DeepMind was set up in 2010 in London to develop artificial intelligence technology. It was acquired by Google in 2014. Two of its three founders (Demis Hassabis and Shane Legg) have backgrounds in computer science and neurobiology.
The company began by developing algorithms to play games such as Go, chess and Shogi. Among the several programs it developed are AlphaGo (which plays the game Go) and Alpha Zero (which plays any two-player game), both with abilities that far exceed those of the best players in the world. The development of AI algorithms to play games, and the learnings from the process, equipped DeepMind with the expertise to address several questions.
It’s this expertise and the quest to address complicated questions across disciplines that perhaps brought DeepMind to protein folding – a well-defined problem in biology with clear objectives and metrics that could be addressed with AI.
When AlphaFold made its mark at CASP, its implications were apparent to the scientific community. Questions remained on whether the specifics of the algorithm would ever be made public, or if the company would monetise its findings. Following CASP14 in 2020, DeepMind published the details of its methodology in June 2021 in the journal Nature and made the code publicly available on Github.

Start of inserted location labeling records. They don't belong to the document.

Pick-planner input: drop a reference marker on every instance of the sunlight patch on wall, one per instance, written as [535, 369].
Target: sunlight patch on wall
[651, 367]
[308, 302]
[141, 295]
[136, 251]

It must be noted that running AlphaFold still requires considerable computational resources – at least 3 TB of space and a modern NVIDIA GPU. In July 2022, DeepMind made it easier for us to cross this hurdle by making predictions available for all known protein sequences (over 200 million) in collaboration with the European Molecular Biology Laboratory’s European Bioinformatics Institute. Any individual can access AlphaFold’s predicted structures on the protein database UniProt. In an interview, Hassabis said over 500,000 researchers have used AlphaFold within a year of its release.
Final thoughts
It does make one wonder – why would a private tech firm undertake such a project with altruistic motives?
Breakthroughs in science are often a culmination of cumulative efforts by several groups of individuals working in different disciplines over a very long period of time. AlphaFold was developed following decades of work by thousands of researchers that was made freely available to everyone via the protein database. So, the argument follows that DeepMind makes AlphaFold public.
The most significant gain for DeepMind is perhaps the development of expertise and technology, and the validation of its learnings from previous AI ventures. The increment in its abilities owing to AlphaFold development is potentially invaluable. Also, the open sourcing of all predictions will help validate AlphaFold by experimentalists and identify potential areas to improve the algorithm.
Whatever the reasons, it’s commendable that DeepMind decided to make all the information open-source, benefiting a large number of academic researchers and life science related industries.
AlphaFold will have a massive impact in the years to come for biologists, and it has opened more doors to address questions in biology at cellular, organismal and ecological levels with AI. The development of AlphaFold represents the power of interdisciplinary research and collaborations. This highlights the need for opportunities in our educational institutions for youngsters to explore multiple fields, and not be pigeon-holed into their specialisations. An appreciation and curiosity for areas of work beyond one’s realm of expertise, and the ability to visualise the bigger picture by those who have the resources and power in academic institutions and industries, will lead to exciting research and solutions for complex problems.